Time to tap mining stocks, says UK equity star
The once unloved mining sector is providing bright spots despite basic materials as a whole being hit hard by China’s slowdown, Citywire AAA-rated Alex Savvides has said.
Savvides, in an investor update, said he holds Anglo American, Rio Tinto and Acacia Mining in his JOHCM UK Dynamic fund at present.
Global mining group Anglo American is current the ninth biggest position in the fund at 3.55% and was singled out by Savvides as showing the resilience of the sector.
‘Part of our original thesis on Anglo American was our expectation of a positive inflection in free cash flow generation, brought about through a mixture of cost cuts, production increases, expansionary capex reductions, new assets coming on stream and non-core asset sales.’

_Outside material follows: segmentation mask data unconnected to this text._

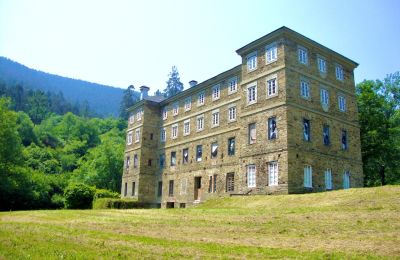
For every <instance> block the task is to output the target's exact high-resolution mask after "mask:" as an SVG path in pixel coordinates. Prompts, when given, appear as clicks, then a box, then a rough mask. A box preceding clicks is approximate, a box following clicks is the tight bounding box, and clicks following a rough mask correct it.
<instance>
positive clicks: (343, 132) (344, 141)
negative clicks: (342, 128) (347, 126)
mask: <svg viewBox="0 0 400 260" xmlns="http://www.w3.org/2000/svg"><path fill="white" fill-rule="evenodd" d="M347 148H348V146H347V131H346V130H344V129H343V130H342V150H347Z"/></svg>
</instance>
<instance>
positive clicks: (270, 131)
mask: <svg viewBox="0 0 400 260" xmlns="http://www.w3.org/2000/svg"><path fill="white" fill-rule="evenodd" d="M277 136H278V128H277V127H276V117H271V118H268V140H273V139H276V138H277Z"/></svg>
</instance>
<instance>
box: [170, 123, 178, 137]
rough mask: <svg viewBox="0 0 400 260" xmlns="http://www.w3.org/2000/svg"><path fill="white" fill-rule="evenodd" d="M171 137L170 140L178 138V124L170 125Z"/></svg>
mask: <svg viewBox="0 0 400 260" xmlns="http://www.w3.org/2000/svg"><path fill="white" fill-rule="evenodd" d="M171 137H172V139H176V138H177V137H178V124H174V125H172V130H171Z"/></svg>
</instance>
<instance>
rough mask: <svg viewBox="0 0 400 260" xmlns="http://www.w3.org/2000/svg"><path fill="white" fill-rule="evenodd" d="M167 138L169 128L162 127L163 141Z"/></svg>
mask: <svg viewBox="0 0 400 260" xmlns="http://www.w3.org/2000/svg"><path fill="white" fill-rule="evenodd" d="M166 139H167V130H166V129H165V128H163V129H161V142H165V140H166Z"/></svg>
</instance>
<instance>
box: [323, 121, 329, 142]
mask: <svg viewBox="0 0 400 260" xmlns="http://www.w3.org/2000/svg"><path fill="white" fill-rule="evenodd" d="M322 138H323V140H324V145H330V144H331V134H330V130H329V125H324V126H323V130H322Z"/></svg>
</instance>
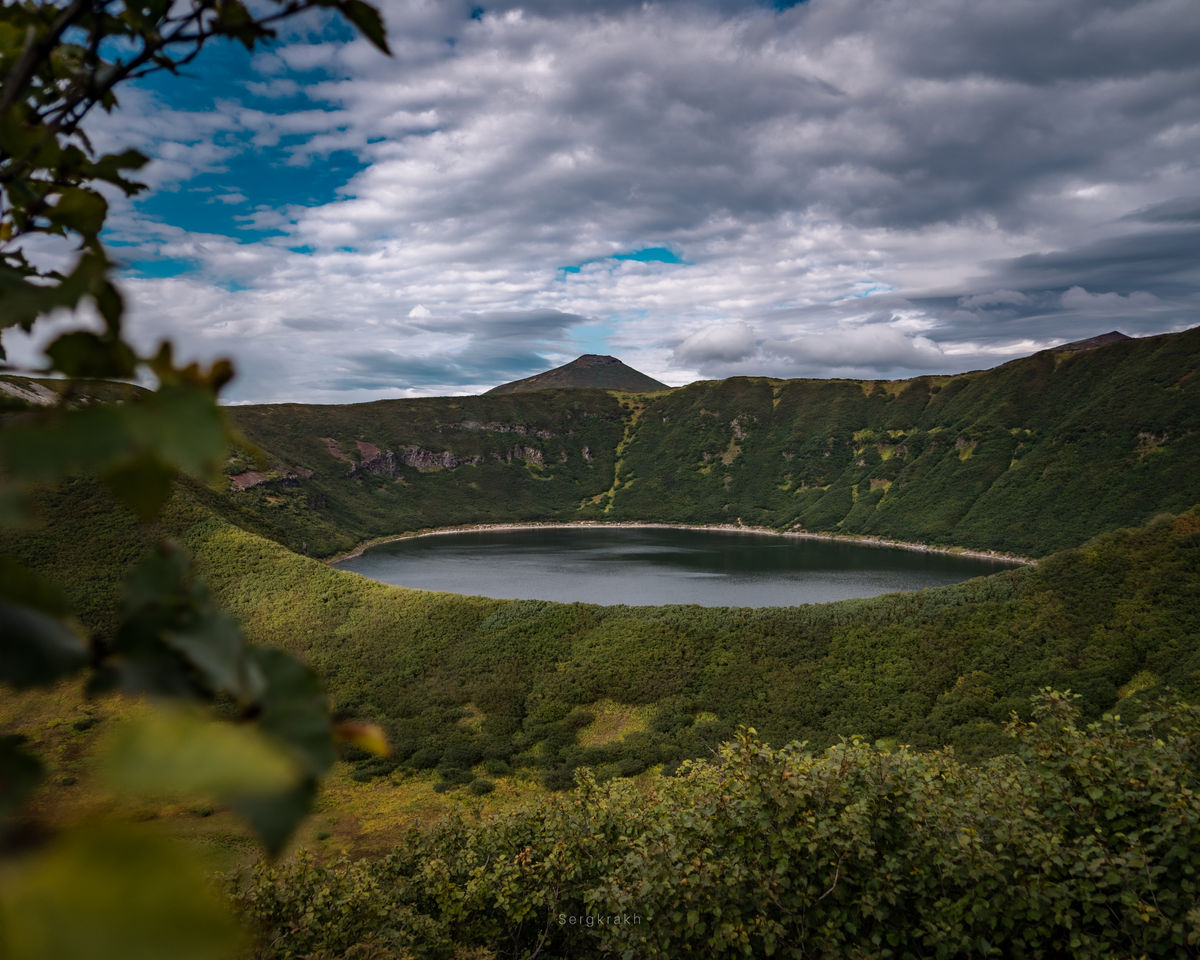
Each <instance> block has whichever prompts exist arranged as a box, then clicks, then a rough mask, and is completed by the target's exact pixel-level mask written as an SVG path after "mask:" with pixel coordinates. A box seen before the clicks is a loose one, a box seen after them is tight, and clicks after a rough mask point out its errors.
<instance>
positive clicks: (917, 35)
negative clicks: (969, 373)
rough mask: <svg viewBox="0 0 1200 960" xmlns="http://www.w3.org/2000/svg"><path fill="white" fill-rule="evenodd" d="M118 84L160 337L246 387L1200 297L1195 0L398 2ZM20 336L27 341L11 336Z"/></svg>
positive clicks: (375, 384)
mask: <svg viewBox="0 0 1200 960" xmlns="http://www.w3.org/2000/svg"><path fill="white" fill-rule="evenodd" d="M379 6H380V10H382V12H383V14H384V19H385V23H386V26H388V35H389V41H390V44H391V48H392V52H394V56H391V58H386V56H384V55H382V54H380V53H378V52H377V50H376V49H374V48H373V47H371V46H370V44H368V43H367V42H366V41H364V40H361V38H356V37H354V35H353V34H352V32H350V31H348V30H347V29H346V28H344V25H342V24H340V23H337V22H335V20H334V19H332V18H331V17H330V14H328V12H322V13H310V14H306V17H305V18H304V19H301V20H298V22H295V23H293V24H290V25H289V26H288V28H287V29H286V30H284V31H281V36H280V38H278V41H277V42H276V43H275V44H272V46H271V47H269V48H265V49H260V50H257V52H256V53H253V54H247V53H246V52H244V50H240V48H234V47H223V48H220V49H211V50H209V52H206V53H205V54H204V55H203V56H202V58H200V59H199V60H198V61H197V62H196V64H194V65H193V66H192V67H191V68H190V70H188V74H190V76H185V77H179V78H176V77H168V76H158V77H154V78H149V79H146V80H143V82H140V84H139V86H137V88H136V89H126V90H125V92H124V94H121V107H120V109H118V110H116V112H114V113H113V114H112V115H110V116H104V115H101V114H97V115H96V116H95V118H92V121H91V127H90V133H91V136H92V138H94V140H95V142H96V145H97V148H100V149H103V150H112V149H125V148H128V146H136V148H138V149H142V150H143V151H145V152H148V154H149V155H151V156H152V157H154V163H152V164H151V166H150V167H148V168H146V170H145V172H144V174H145V175H144V176H143V179H144V180H145V181H146V182H148V184H149V185H150V190H149V191H148V192H146V193H145V194H143V196H142V197H139V198H137V199H136V200H132V202H128V200H121V199H119V198H114V199H113V208H112V216H110V220H109V227H108V230H107V234H106V239H107V241H108V244H109V247H110V250H112V252H113V254H114V256H116V257H118V258H119V259H120V260H121V262H122V266H121V272H120V277H121V286H122V289H124V290H125V294H126V299H127V302H128V307H130V310H128V324H130V330H131V332H132V336H133V338H134V340H136V342H138V343H139V344H142V346H144V347H146V348H149V347H151V346H152V344H155V343H156V342H157V341H160V340H162V338H164V337H166V338H172V340H174V341H175V342H176V346H178V348H179V350H180V353H182V355H185V356H191V358H198V359H203V360H210V359H212V358H216V356H222V355H229V356H232V358H233V359H234V360H235V364H236V368H238V371H239V376H238V378H236V379H235V382H234V383H233V384H232V385H230V386H229V388H228V389H227V392H226V400H227V401H229V402H270V401H307V402H356V401H365V400H376V398H380V397H407V396H422V395H454V394H475V392H480V391H482V390H486V389H488V388H491V386H493V385H496V384H498V383H502V382H505V380H511V379H516V378H520V377H526V376H529V374H532V373H535V372H539V371H541V370H546V368H548V367H552V366H558V365H559V364H563V362H566V361H569V360H571V359H574V358H575V356H577V355H580V354H582V353H601V354H612V355H616V356H619V358H620V359H622V360H624V361H625V362H626V364H629V365H631V366H634V367H636V368H638V370H641V371H642V372H644V373H648V374H649V376H652V377H655V378H658V379H660V380H662V382H665V383H667V384H672V385H678V384H684V383H689V382H691V380H696V379H712V378H719V377H728V376H736V374H756V376H772V377H856V378H859V377H863V378H888V379H890V378H900V377H911V376H916V374H919V373H934V372H960V371H966V370H977V368H982V367H990V366H995V365H997V364H1001V362H1004V361H1007V360H1010V359H1014V358H1016V356H1021V355H1026V354H1030V353H1033V352H1036V350H1038V349H1042V348H1045V347H1048V346H1052V344H1057V343H1062V342H1066V341H1070V340H1079V338H1082V337H1088V336H1094V335H1097V334H1102V332H1106V331H1109V330H1114V329H1116V330H1121V331H1123V332H1126V334H1128V335H1132V336H1148V335H1153V334H1160V332H1169V331H1176V330H1182V329H1186V328H1188V326H1193V325H1195V324H1196V323H1200V310H1198V307H1200V58H1198V56H1196V50H1200V16H1198V12H1196V7H1195V0H1145V1H1140V0H1126V1H1123V2H1111V1H1110V0H1003V2H976V0H904V2H899V1H898V0H808V2H799V4H790V2H786V0H781V1H780V2H766V1H764V0H763V1H756V0H740V1H739V0H707V1H706V0H673V1H672V0H658V1H655V0H650V1H649V2H625V1H623V0H607V1H605V2H601V1H600V0H593V1H592V2H588V1H587V0H576V1H575V2H571V0H527V2H516V1H515V0H499V1H498V2H493V4H487V2H478V4H472V2H458V1H457V0H385V1H384V2H383V4H380V5H379ZM7 337H8V338H6V341H5V343H6V346H8V348H10V352H11V353H12V354H13V355H14V356H16V358H18V359H19V358H20V356H23V355H25V356H30V355H32V352H35V349H36V341H26V340H24V338H23V337H22V336H20V335H14V334H10V335H7Z"/></svg>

‘This uplift in cash flow generation would, we felt, protect and enhance the value of the group’s equity,’ he said.
Savvides feels the mining company has made progress on costs, productivity and asset integrity, but the fall in commodity prices meant that the market lost confidence in the company leading to its declining share price.
Savvides has allocated 7.51% of the fund to the basic materials sector, which is a 2.01% overweight against the benchmark. Anglo American is the third most active position in the fund.
‘Anglo American shares are undervalued on virtually any metric over any reasonable time frame. We are in the middle of the panic,’ Savvides said.
‘The worst-case scenario is that the company defers dividend payments; the best case is that the management team executes on asset sales, cost cuts and productivity gains while some of the company’s commodity exposures stabilise through supply rationalisation. In both cases, the shares would most likely rise.’
In an investor update for July, Savvides said: ‘Over the past decade, the group has produced cumulative earnings of $75 billion. Today, you can buy all the equity for c. $18 billion. Anglo American looks extremely cheap.’
Platinum and diamonds
Savvides also listed basic materials groups Impala Platinum, Glencore and Lonmin as some of the platinum producers which have announced production cuts in recent months.
‘This is on top of a market that, according to the World Platinum Council, will be in deficit by 445,000 ounces by the end of 2015. This will help set the scene for a stabilising platinum price.’
‘The same can be said for the diamond market, where De Beers has cut production twice this year in response to lower demand,’ Savvides said.
The JOHCM UK Dynamic fund returned 48.81% in sterling terms over the three years to the end of August 2015. This compares to a rise of 28.1% by the FTSE All-Share TR over the same period.